What I mainly have to say about “Locas” is, “Wow, is this good”. I’ve always enjoyed Jaime Hernandez’s work but being that it could be published infrequently I usually had forgotten the thread of the story with each new issue that came out. It would sometimes take me half of the comic to figure out the subtleties of what was going on. I never got the chance to sit down and read them all at once. Now I have.
This book is filled with characters. Besides Maggie and Hopey there are about another half dozen female characters. Even reading these all together I had a little trouble at first keeping track of who was who. The women changed their hairstyles every now and then and sometimes there were flashbacks to even more hairstyles.
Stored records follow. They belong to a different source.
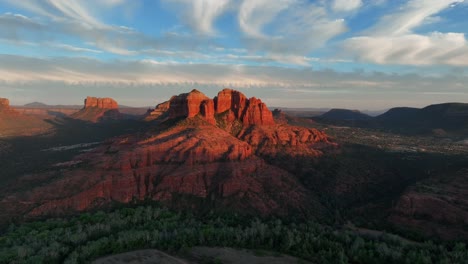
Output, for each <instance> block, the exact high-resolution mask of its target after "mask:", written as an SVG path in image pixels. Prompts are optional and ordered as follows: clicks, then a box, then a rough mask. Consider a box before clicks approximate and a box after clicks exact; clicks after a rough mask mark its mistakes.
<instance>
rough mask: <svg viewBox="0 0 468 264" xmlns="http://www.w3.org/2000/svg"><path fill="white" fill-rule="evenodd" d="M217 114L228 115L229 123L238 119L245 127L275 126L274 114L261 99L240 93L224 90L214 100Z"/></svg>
mask: <svg viewBox="0 0 468 264" xmlns="http://www.w3.org/2000/svg"><path fill="white" fill-rule="evenodd" d="M214 101H215V109H216V113H217V114H222V113H228V114H227V116H229V117H230V118H229V119H230V120H228V121H229V122H232V121H234V119H238V120H240V121H241V122H242V124H244V125H274V124H275V121H274V120H273V114H272V113H271V111H270V110H269V109H268V107H267V106H266V105H265V104H264V103H263V102H262V101H261V100H259V99H257V98H255V97H252V98H250V99H247V97H246V96H245V95H244V94H242V93H241V92H239V91H235V90H232V89H224V90H222V91H221V92H219V93H218V96H216V97H215V98H214Z"/></svg>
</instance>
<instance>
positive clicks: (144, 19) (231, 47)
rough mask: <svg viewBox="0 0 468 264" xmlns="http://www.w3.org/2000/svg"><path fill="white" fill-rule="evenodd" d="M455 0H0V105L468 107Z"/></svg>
mask: <svg viewBox="0 0 468 264" xmlns="http://www.w3.org/2000/svg"><path fill="white" fill-rule="evenodd" d="M467 34H468V2H467V1H463V0H455V1H453V0H308V1H307V0H275V1H272V0H159V1H158V0H22V1H18V0H0V96H1V97H8V98H10V99H11V101H12V102H13V103H14V104H24V103H28V102H31V101H42V102H46V103H51V104H56V103H65V104H80V103H81V101H82V99H83V98H84V97H85V96H87V95H92V96H110V97H114V98H115V99H117V100H118V101H119V103H121V104H126V105H134V106H138V105H141V106H146V105H155V104H157V103H159V102H162V101H164V100H166V99H167V98H169V97H170V96H171V95H173V94H178V93H181V92H185V91H188V90H191V89H193V88H197V89H199V90H201V91H203V92H205V93H206V94H207V95H209V96H213V95H215V94H216V92H217V91H218V90H221V89H222V88H223V87H232V88H235V89H238V90H241V91H242V92H244V93H246V94H247V96H256V97H259V98H262V99H263V100H264V101H265V102H267V104H268V105H270V106H285V107H345V108H355V109H385V108H389V107H393V106H425V105H428V104H431V103H440V102H449V101H461V102H468V41H467Z"/></svg>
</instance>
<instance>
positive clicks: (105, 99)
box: [84, 96, 119, 109]
mask: <svg viewBox="0 0 468 264" xmlns="http://www.w3.org/2000/svg"><path fill="white" fill-rule="evenodd" d="M91 107H96V108H101V109H118V108H119V105H118V104H117V102H116V101H115V100H114V99H112V98H97V97H90V96H88V97H86V99H85V106H84V108H91Z"/></svg>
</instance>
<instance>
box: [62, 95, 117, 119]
mask: <svg viewBox="0 0 468 264" xmlns="http://www.w3.org/2000/svg"><path fill="white" fill-rule="evenodd" d="M118 107H119V106H118V104H117V102H116V101H115V100H114V99H112V98H96V97H89V96H88V97H86V99H85V101H84V107H83V108H82V109H81V110H80V111H78V112H76V113H74V114H72V115H71V116H70V117H72V118H74V119H79V120H83V121H88V122H93V123H97V122H102V121H112V120H120V119H122V117H123V116H122V114H121V113H120V112H119V109H118Z"/></svg>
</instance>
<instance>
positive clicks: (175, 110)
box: [169, 89, 216, 125]
mask: <svg viewBox="0 0 468 264" xmlns="http://www.w3.org/2000/svg"><path fill="white" fill-rule="evenodd" d="M169 104H170V106H169V118H178V117H186V118H192V117H195V116H197V115H198V114H200V115H201V117H202V118H203V119H205V120H206V121H207V122H209V123H211V124H213V125H214V124H216V121H215V119H214V104H213V100H211V99H210V98H208V97H207V96H206V95H204V94H203V93H201V92H200V91H198V90H196V89H194V90H192V91H191V92H190V93H185V94H180V95H177V96H173V97H172V98H171V100H169Z"/></svg>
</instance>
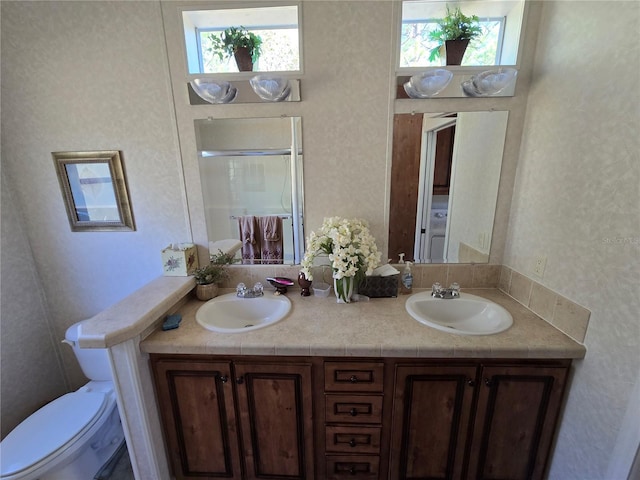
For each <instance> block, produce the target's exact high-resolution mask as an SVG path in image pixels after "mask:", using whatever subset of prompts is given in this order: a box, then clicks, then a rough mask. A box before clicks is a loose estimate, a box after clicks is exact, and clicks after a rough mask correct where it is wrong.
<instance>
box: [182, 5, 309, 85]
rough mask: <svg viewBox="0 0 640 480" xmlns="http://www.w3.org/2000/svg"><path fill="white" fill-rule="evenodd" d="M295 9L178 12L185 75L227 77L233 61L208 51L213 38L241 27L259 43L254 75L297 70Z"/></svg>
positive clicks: (280, 6) (297, 15) (296, 36)
mask: <svg viewBox="0 0 640 480" xmlns="http://www.w3.org/2000/svg"><path fill="white" fill-rule="evenodd" d="M298 15H299V9H298V6H296V5H288V6H278V7H260V8H240V9H220V10H185V11H183V12H182V19H183V26H184V36H185V44H186V50H187V64H188V65H187V67H188V73H190V74H197V73H231V72H237V71H238V67H237V65H236V63H235V60H234V58H233V57H227V56H224V57H223V58H222V59H220V58H219V56H218V55H216V54H215V53H214V52H213V51H212V45H213V42H214V37H216V36H217V37H220V35H221V34H222V33H223V32H224V30H225V29H227V28H229V27H242V28H244V29H246V30H247V31H248V32H250V33H252V34H254V35H257V36H259V37H260V39H261V40H262V44H261V55H260V57H259V58H258V59H257V61H256V62H254V65H253V71H256V72H290V71H294V72H295V71H300V70H301V67H300V65H301V59H300V35H299V29H298V23H299V22H298Z"/></svg>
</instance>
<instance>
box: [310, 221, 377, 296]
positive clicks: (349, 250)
mask: <svg viewBox="0 0 640 480" xmlns="http://www.w3.org/2000/svg"><path fill="white" fill-rule="evenodd" d="M322 254H325V255H328V256H329V261H330V262H331V268H332V269H333V278H334V279H335V280H336V281H335V282H334V283H335V287H336V295H337V296H338V300H339V301H340V300H342V301H344V302H346V303H348V302H349V300H350V296H351V294H350V293H348V292H349V291H352V289H353V286H354V283H356V284H357V283H359V282H360V280H362V278H363V277H364V276H365V275H371V273H372V272H373V270H374V268H376V267H377V266H378V264H379V263H380V252H378V247H377V246H376V241H375V239H374V238H373V235H371V232H370V231H369V225H368V223H367V222H366V221H365V220H361V219H357V218H355V219H344V218H340V217H329V218H325V219H324V222H323V223H322V227H320V230H319V231H318V233H316V232H311V234H310V235H309V238H307V251H306V252H305V254H304V258H303V259H302V269H301V271H302V273H304V275H305V277H306V278H307V279H308V280H313V275H312V273H311V267H312V266H313V262H314V259H315V258H316V257H317V256H318V255H322ZM340 280H342V281H340Z"/></svg>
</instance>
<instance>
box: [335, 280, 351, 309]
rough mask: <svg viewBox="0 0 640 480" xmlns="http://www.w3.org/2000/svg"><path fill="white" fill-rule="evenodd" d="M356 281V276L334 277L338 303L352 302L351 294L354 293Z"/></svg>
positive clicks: (336, 298)
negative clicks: (353, 285)
mask: <svg viewBox="0 0 640 480" xmlns="http://www.w3.org/2000/svg"><path fill="white" fill-rule="evenodd" d="M355 283H356V282H355V277H342V278H334V279H333V291H334V292H335V294H336V299H337V301H338V303H351V295H353V285H354V284H355Z"/></svg>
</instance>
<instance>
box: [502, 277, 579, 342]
mask: <svg viewBox="0 0 640 480" xmlns="http://www.w3.org/2000/svg"><path fill="white" fill-rule="evenodd" d="M498 288H499V289H500V290H502V291H503V292H505V293H506V294H508V295H510V296H511V297H513V298H514V299H516V300H517V301H518V302H520V303H521V304H522V305H524V306H525V307H527V308H528V309H529V310H531V311H532V312H534V313H535V314H536V315H538V316H539V317H541V318H543V319H544V320H546V321H547V322H549V323H550V324H551V325H553V326H554V327H556V328H557V329H558V330H561V331H562V332H564V333H566V334H567V335H569V336H570V337H571V338H573V339H574V340H575V341H577V342H580V343H584V338H585V335H586V333H587V326H588V325H589V317H590V316H591V312H590V311H589V310H587V309H586V308H584V307H582V306H580V305H578V304H577V303H575V302H572V301H571V300H569V299H568V298H565V297H563V296H562V295H559V294H557V293H555V292H554V291H552V290H549V289H548V288H546V287H544V286H543V285H541V284H539V283H538V282H536V281H535V280H532V279H530V278H528V277H526V276H525V275H522V274H521V273H519V272H516V271H515V270H513V269H511V268H509V267H506V266H502V269H501V272H500V279H499V281H498Z"/></svg>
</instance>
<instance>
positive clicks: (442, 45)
mask: <svg viewBox="0 0 640 480" xmlns="http://www.w3.org/2000/svg"><path fill="white" fill-rule="evenodd" d="M481 33H482V27H481V26H480V22H479V19H478V16H477V15H470V16H467V15H464V14H463V13H462V11H460V7H456V9H455V10H454V11H453V12H452V11H451V10H449V5H447V15H446V16H445V17H444V18H441V19H439V20H438V26H437V28H436V29H435V30H433V31H432V32H431V33H430V34H429V37H430V38H431V40H434V41H436V42H437V43H438V46H436V47H434V48H432V49H431V54H430V55H429V60H431V61H434V60H436V59H437V58H438V57H439V56H440V55H441V50H442V47H443V46H444V48H445V50H446V58H447V65H460V64H461V63H462V57H464V52H465V50H466V49H467V46H468V45H469V41H471V40H472V39H473V38H475V37H477V36H478V35H480V34H481Z"/></svg>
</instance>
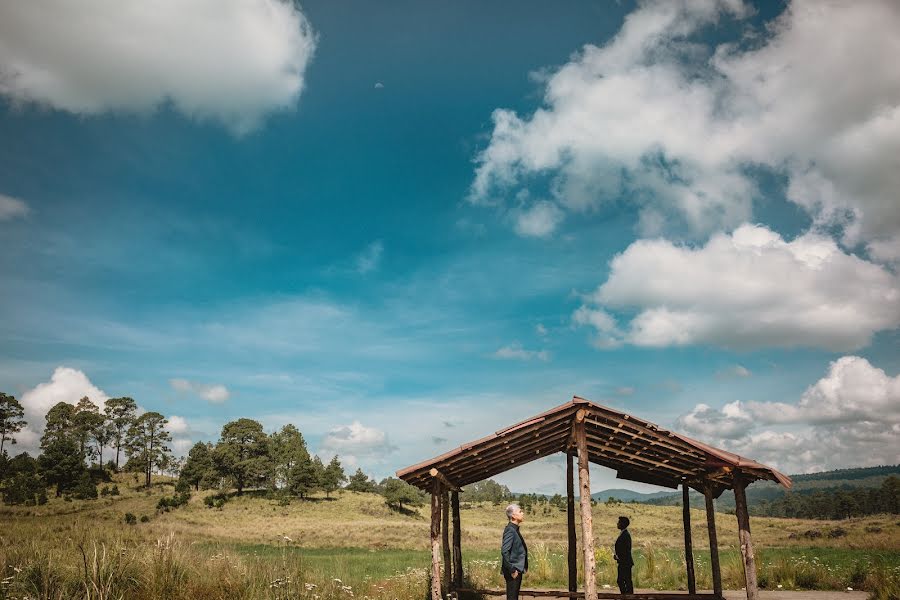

Eventually I got it all straight and enjoyed everyone’s comings and goings.
“Love and Rockets” (and this book of course) started out with a sci-fi angle. Maggie was a rocket ship mechanic who went around the world fixing rocket ships. The story was really about her friendship/romamnce/strangely undefinable attraction to Hopey and all their friends that surrounded them. After a couple of years the whole sci-fi angle was dropped and not mentioned again.
They early stories when Maggie and Hopey were two young, teenage, punk rock chicks making the scene in L.A. were the favorite stories of most of the young punk rock chicks (and guys) that I knew back in my college days. Maggie and Hopey were messed up, out of control, and just trying to navigate life.
I can see how that attracted my fellow students and why they were disappointed when Maggie and Hopey grew out of that stage but I think the story really takes off in the second half of the book. Maggie and Hopey are torn apart, new characters take their turns on the stage, and life goes on whether anyone wants it to or not. I really had a hard time putting down the book when it got to the second half. It’s that good.
Jaime’s artwork is, of course, spectacular. If I had to convince anyone who has seen his art of that I wouldn’t even know how. If looking at it doesn’t convince you then words wont.
Overall this is “A” level stuff. As good as comics get. If it’s not on your shelf it should be.